Un indizio straordinario, come vedremo inseguito, è stato
scoperto da un ingegnere americano, Tom Danley, il quale – a conclusione di un
progetto di ricerca molto complesso – ha dimostrato che la Piana di Giza e, in
particolare, la Grande Piramide, sorgono in un’area dove il campo magnetico
terrestre è “anomalo”, per usare il medesimo termine dei geologi della Federico
II. L’anomalia riscontrata, a prescindere dalla grandezza fisica, dimostra che
anche il complesso piramidale sorge in un’area con peculiarità simili a quelle
rilevate nell’area di Cuzco.
E’ possibile che si tratti di un progetto originario
realizzato dalla medesima mano creatrice?
E’ un’eventualità che va presa in serissima considerazione,
poiché i reperti egizi tendono, univocamente, in una direzione ben definita.

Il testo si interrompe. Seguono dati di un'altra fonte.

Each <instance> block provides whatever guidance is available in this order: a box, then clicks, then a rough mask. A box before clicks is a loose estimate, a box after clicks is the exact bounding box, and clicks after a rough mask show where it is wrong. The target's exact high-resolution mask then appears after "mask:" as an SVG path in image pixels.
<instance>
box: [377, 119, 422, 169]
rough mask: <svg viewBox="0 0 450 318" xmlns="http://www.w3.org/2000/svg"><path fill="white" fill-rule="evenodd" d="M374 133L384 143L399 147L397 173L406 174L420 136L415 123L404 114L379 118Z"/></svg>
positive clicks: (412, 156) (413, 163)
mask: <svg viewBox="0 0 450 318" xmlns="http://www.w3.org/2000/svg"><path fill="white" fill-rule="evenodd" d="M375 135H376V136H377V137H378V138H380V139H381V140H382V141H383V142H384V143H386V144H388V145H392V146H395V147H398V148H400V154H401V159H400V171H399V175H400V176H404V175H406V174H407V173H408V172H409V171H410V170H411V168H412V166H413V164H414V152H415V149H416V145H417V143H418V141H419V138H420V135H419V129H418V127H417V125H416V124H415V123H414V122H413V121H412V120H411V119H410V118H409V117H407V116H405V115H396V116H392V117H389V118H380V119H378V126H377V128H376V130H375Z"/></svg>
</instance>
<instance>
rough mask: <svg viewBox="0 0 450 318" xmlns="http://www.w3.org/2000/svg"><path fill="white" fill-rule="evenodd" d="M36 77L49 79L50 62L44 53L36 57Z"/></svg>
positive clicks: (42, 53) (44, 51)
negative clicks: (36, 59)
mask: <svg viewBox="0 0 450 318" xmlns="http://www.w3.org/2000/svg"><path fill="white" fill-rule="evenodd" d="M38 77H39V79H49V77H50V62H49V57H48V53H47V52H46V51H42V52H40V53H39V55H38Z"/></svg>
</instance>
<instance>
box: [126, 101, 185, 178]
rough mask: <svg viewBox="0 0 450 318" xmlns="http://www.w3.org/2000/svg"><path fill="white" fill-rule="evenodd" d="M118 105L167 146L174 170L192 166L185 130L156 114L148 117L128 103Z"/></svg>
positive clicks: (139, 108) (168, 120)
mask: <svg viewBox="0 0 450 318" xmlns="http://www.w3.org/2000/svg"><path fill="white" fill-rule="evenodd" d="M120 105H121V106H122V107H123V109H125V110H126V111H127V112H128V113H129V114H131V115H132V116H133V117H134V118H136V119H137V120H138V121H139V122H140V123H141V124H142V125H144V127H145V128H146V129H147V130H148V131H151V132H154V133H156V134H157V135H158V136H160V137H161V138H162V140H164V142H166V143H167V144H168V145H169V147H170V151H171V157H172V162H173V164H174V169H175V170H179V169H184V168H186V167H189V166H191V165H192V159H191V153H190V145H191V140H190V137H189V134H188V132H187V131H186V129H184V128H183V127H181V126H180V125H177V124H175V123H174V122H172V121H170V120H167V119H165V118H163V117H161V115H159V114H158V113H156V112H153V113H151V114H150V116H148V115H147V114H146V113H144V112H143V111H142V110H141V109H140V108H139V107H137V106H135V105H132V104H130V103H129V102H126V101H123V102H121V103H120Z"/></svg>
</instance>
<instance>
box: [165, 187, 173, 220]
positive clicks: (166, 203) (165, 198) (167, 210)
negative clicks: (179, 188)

La Grande Piramide e la Seconda, nelle memorie degli Egizi
dinastici, erano considerate fonte di potere; gli utensili adoperati dagli dèi
Egizi ricordano, per funzione, quelli inca; gli edifici di Giza sorgono in aree
con caratteristiche simili a quelle peruviane. Tante coincidenze non possono
passare inosservate. Lo scopo della ricerca è proprio quello di risalire alla
funzione originaria della Piana di Giza, attraverso lo studio dei reperti e
della documentazione proveniente dall’antica civiltà del Nilo. La comparazione
con le esperienze provenienti da altre civiltà, ad altre latitudini,
rappresenta un elemento di confronto straordinariamente importante, poiché avvalora
la correlazione tra popoli che - pur non avendo mai avuto contatti diretti -
manifestano palesemente influenze culturali che si originano da un medesimo
retaggio, la cui fonte primaria è quasi svanita del tutto.
Un esempio macroscopico è offerto dall’indagine sugli
utensili degli dèi Egizi e dall’osservazione delle scene riprodotte nei
bassorilievi realizzati sulle mura delle cripte del tempio della dea Hathor a
Dendera.
Come vedremo, il messaggio tramandato è molto inquietante.
[1]
Garcilaso de la Vega, “La Historia General del Perú”, 1617 - Editorial Vda. de Andrés Barrera e Hijos,
Ciudad Córdoba
[2]
Alterazioni di rocce tonalitiche nel deposito AM-PB di Yanque (Cuzco – Perù):
Geologia and Geomagnetismo. Ialongo1, N. Mondillo1, M. Boni1, G. Florio1, M.
Fedi1e V. Arseneau 21Dipartimento Scienze della Terra, Università Federico II,
Napoli, Italy 2 Consultant, Mendoza, Argentina.
[3]
Dizionario delle scienze fisiche e matematiche, Zanichelli Ed. Scienza.